By Sanjoy Hazarika
Former
prime minister Rajiv Gandhi and Sonia Gandhi in Aizawl, Mizoram, after
the signing of the Mizo Peace Accord, July 11, 1986. (Picture credit:
Press Information Bureau)
In 1969 the Fifth Finance Commission recommended the
creation of ‘special status’ for three states: The then undivided state
of Assam, Nagaland and Jammu and Kashmir. The recommendation was to
economically help states that are faced by disadvantages of geography,
international borders, low population density and other factors.
Over the years, as Assam fragmented with Meghalaya being carved out
of it as a state and Mizoram as a Union Territory (which later became a
state), and new states emerged from the former kingdoms of Manipur and
Tripura, political and economic demands grew for parity in places of
turmoil. During these difficult decades, Arunachal Pradesh moved
peacefully from being a Tract under the Assam governor’s jurisdiction to
the Northeast Frontier Agency (NEFA), and finally became a state in
1987.
Sikkim merged with India in 1975, and in 2002, it became a part of
the North Eastern Council.
All the northeastern states along with Uttarakhand, Jammu and Kashmir
and Himachal Pradesh got the ‘special’ tag. As a result of this, a
large amount of money began to flow into these states.
The Centre would grant 90% of the funds the ‘special status’ states
needed, while 10% were given as loans. In addition to this, when Atal
Bihari Vajpayee was the prime minister and Arun Shourie was the planning
minister, the first to hold charge of a new Northeast portfolio (then a
department, and not a ministry), a special offer was designed,
according to which every ministry would contribute 10% of its annual
budget to the Northeast department.
The money was to go to the non-lapsable central pool of resources in
the department, which was to become the ministry of DoNER (department of
the north-east region). It was the 14th Finance Commission that
recommended the ending of the ‘special status’ category and took out
provisions under Normal Central Assistance (NCA) and Special Central
Assistance (SCA). The chief ministers of the eight northeast states have
opposed this, saying that it would ‘drastically affect the finances in
the northeast states’ and objected to the fact that the Centre would no
longer make good the gap in non-plan revenue expenditure such as local
development projects and programmes.
A big worry of the states was that the large central subsidies that
were going into medium-term and long-term infrastructure programmes and
projects in these states (and quite likely into the pockets of the
contractors, officials, politicians and ‘militants’) would no longer
come for specific projects, but will be a part of a larger transfer. We
cannot forget that these states have a history of 30-50 years of
conflict. As a result of the violence, they have lost out on
opportunities for growth as well as innumerable lives and livelihoods.

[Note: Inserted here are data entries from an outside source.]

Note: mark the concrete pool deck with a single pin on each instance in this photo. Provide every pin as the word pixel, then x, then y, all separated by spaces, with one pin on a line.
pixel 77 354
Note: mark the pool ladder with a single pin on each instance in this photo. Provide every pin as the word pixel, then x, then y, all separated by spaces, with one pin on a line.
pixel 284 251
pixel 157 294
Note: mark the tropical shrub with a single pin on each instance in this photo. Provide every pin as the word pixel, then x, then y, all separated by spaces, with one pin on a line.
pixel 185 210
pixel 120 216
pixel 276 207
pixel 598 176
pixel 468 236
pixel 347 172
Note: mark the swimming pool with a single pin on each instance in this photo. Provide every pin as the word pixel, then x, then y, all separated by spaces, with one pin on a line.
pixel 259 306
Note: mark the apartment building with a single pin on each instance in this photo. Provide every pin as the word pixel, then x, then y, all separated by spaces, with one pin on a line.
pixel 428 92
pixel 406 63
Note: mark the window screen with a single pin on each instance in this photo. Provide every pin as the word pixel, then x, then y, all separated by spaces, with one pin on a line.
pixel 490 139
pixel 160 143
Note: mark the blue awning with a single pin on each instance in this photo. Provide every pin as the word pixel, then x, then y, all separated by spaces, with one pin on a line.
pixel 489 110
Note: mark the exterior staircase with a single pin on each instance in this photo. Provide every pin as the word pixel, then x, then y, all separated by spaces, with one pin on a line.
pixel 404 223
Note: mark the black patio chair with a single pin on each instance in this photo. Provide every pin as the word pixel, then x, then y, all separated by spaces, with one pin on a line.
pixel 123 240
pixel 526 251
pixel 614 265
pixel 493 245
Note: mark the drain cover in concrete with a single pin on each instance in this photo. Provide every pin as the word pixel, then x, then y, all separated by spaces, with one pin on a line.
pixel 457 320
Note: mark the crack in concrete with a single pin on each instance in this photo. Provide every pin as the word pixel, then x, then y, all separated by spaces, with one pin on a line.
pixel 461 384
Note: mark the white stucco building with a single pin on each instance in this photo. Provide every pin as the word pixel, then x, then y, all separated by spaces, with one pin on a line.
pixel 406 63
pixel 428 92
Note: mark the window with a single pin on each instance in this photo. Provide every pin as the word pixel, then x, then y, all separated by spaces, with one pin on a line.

The calculations of the Centre and the finance commission suffer from a fundamental flaw when it comes to Mizoram.
It’s
simple: The ’special category’ issue is one of the key provisions of
the 1986 landmark peace accord between the Mizo National Front (MNF) and
the Government of India as well as the local government. The agreement
has made Mizoram one of the most peaceful states in the country. In
Clause 6 of the Mizoram Accord’s Memorandum of Understanding, the status
is spelt out: (a) The Centre will transfer resources to the new
government … and this will include resources to cover the revenue gap
for the year, (b) Central assistance for Plan will be fixed taking note
of any residuary gap in resources …
The MNF, it may be recalled, revolted against India in 1966, and
received arms, funds and training from, and in China and Pakistan. The
Government of India’s response was nothing less than brutal, uprooting
two-thirds of the civilian population from their homes, burning villages
and settling them in new fenced-in protected villages or regrouping
centres. This remains one of the most undocumented and unresearched
parts of the Centre’s campaign in Mizoram. That both sides showed
courage and statesmanship to rise above the bitterness and bloodshed to
sign a peace treaty 20 years after the first shots were fired needs to
be recognised regularly. That the peace has been sustained for the
overall part for nearly 30 years is no mean achievement and has happened
because of the determination shown by a highly knowledgeable and
educated public, the church, the governments of different parties and
civil society.
This is to be underlined, especially when conditions in parts of
Manipur, Nagaland and Assam remain unsettled and unresolved. The latter
represents a different set of issues and stories, which we shall not
dwell upon here.
Anything that vitiates or dilutes the Mizoram Accord, the only peace
agreement to have held in more than a half century of conflict in the
northeast and which has been passed by Parliament, is unacceptable.
It is, therefore, heartening to note that the sub-committee of chief
ministers set up by the Niti Aayog has tabled a draft report saying that
for this category of states, the old formula should continue.
Changing the status would create new problems: The question will
surely be asked — what is the value of a peace accord if there isn’t an
economic dividend, let alone a political one? The Government of India
needs to firmly assert that the interests of Mizoram and its special
status compatriots will not be harmed.
Sanjoy Hazarika is director, Centre for Northeast studies at Jamia Millia Islamia University. The views expressed are personal.